This post is a couple of days late, since the elections were on Saturday, but well, I felt I should get to grips with the theory before making any bold statements. So for the past two days I’ve been solidly on Wikipedia learning about standard error and margin of error, testing values and looking up probabilities on the normal distribution tables.

Just when I’d more or less grokked it, I thought it might be wise to Google the “poll margin of error” to make sure I was definitely doing it right. Google Suggest offers the option of adding “calculator” to the end of my query, so I do. Then I realise I’ve just spent hours learning the theory behind this neat and easy to use calculator. Fail :)

So, onto the post, shall we?

The question I’m going to answer may have crossed your mind recently:

“How likely is it for the exit poll to predict the wrong candidate?”

Here’s an appropriate snippet from the exit poll release:

Random sample of votes from first 24 hours of voting

The 24 hour thing complicates life because the first 24 hour votes may not be representative of the other voting days.

In a previous draft of this post I went into mind numbing detail explaining how to discern and proportionally apply the difference in voting patterns before and after the 24 hour period. After all of that, I ended on a sentence that pretty much said: “I currently don’t know the change in voting patterns, so I’ll assume it to be 0 for the rest of the post”.

Right, job’s a good’un.

Next up, inputted into our statistical equations, if we were getting really serious we’d want to know the population size from which the sample was taken, that is, how many votes were cast in total in the 24 hour period for each position. However, this theoretically shouldn’t affect the value of the equations if we’re using the right methods. The statistical calculator assumes a multiplication factor of 1.0 and the one I worked out was 0.94, so that’s good enough for me.

Now we enter the part which used to be littered with calculation print-outs, equations and useful numbers, but we don’t need that anymore thanks to the calculator.

The next bit of useful info from the exit poll data is the sample size used, which is 100.

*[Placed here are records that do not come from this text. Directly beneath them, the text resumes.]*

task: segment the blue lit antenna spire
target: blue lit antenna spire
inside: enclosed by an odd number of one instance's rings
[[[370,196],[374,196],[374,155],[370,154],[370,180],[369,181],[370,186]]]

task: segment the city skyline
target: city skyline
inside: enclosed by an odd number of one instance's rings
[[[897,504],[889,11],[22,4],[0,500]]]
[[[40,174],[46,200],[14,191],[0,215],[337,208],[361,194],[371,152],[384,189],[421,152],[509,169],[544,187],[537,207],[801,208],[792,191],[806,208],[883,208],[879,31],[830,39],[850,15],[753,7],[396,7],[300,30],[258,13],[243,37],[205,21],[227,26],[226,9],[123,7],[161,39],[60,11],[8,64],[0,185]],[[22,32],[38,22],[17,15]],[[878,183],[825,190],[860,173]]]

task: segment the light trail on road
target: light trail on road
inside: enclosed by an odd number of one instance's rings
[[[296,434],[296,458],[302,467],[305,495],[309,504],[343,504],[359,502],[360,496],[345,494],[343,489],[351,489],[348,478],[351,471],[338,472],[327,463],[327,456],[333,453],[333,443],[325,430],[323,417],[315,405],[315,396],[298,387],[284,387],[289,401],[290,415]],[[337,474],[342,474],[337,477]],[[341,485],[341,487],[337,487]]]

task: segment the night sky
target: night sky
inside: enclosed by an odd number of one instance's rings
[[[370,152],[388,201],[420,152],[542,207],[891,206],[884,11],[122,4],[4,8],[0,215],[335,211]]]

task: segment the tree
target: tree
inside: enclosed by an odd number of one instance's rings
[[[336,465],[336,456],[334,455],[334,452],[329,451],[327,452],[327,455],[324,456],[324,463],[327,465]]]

To give a sense of scale, my estimated number of presidential votes on the first day was 1773. In general, the larger the sample size in relation to the total vote count, the more accurate the poll.

*Fun fact #1:*

Given the sample size is fixed at 100 for all positions, and the presidential race is likely to get the most votes, it follows that the presidential exit poll is the least accurate of them all.

The sample size isn’t the whole story, because in STV some votes can get discarded along the way. In this case, we had 40 votes to Hutchings, 34 to Ngwena, and 26 discarded.

Now we have that, we can enter it into the calculator, obtaining a standard deviation of 0.59. The calculator looks this up in the normal distribution for us and returns a value of 55.5 percent. If I’ve interpreted the calculator correctly, this value applies to the range outside the two votes (outside 54% and 46%), so there is 55.5% chance that the value falls outside that range.

If that doesn’t mean anything to you then that’s fine because it doesn’t mean much to me either, so I’ll have a go at rewording it. In doing so, I will have to take the assumption we can apply the same analysis about the 46% mark as the calculator did about the 50% mark. Though this is not strictly true, they’re close enough for that to work.

Now the rewording: If Ngwena’s vote goes more than 4% in the right direction away from the predicted vote, he has a chance at winning. This tells us that 55% was our lower bound of confidence on Hutchings winning. Now, if we take the two tails of the distribution on either side of that, and only look at one of them, we get the probability that the poll was in fact incorrect and should have shown a Ngwena win.

This is 27.8%, giving another interesting stat.

*Fun fact #2:*

The poll was only enough to show Hutchings having a 72% chance of winning.

(The reason this is an approximation is because one of the sides of the distribution will actually be a tiny bit smaller than the other)

Lastly, we do a bit of retro-analysis:

“How likely is it for Ngwena to have won by as much as he did, just going by the exit poll?”

Ngwena actually won by 58% to 42%, which is a complete reversal from what the poll predicted, so the probability will be even smaller.

(Another assumption here is that the ratio of discounted votes remained the same in the real election as it was in our approximated poll)

58% against 42% is a 16% difference between candidates, which is double the 8% difference found in the poll, so I’m able (I think…) to simply multiply our standard deviation value by 2 (0.59 times 2 is 1.18).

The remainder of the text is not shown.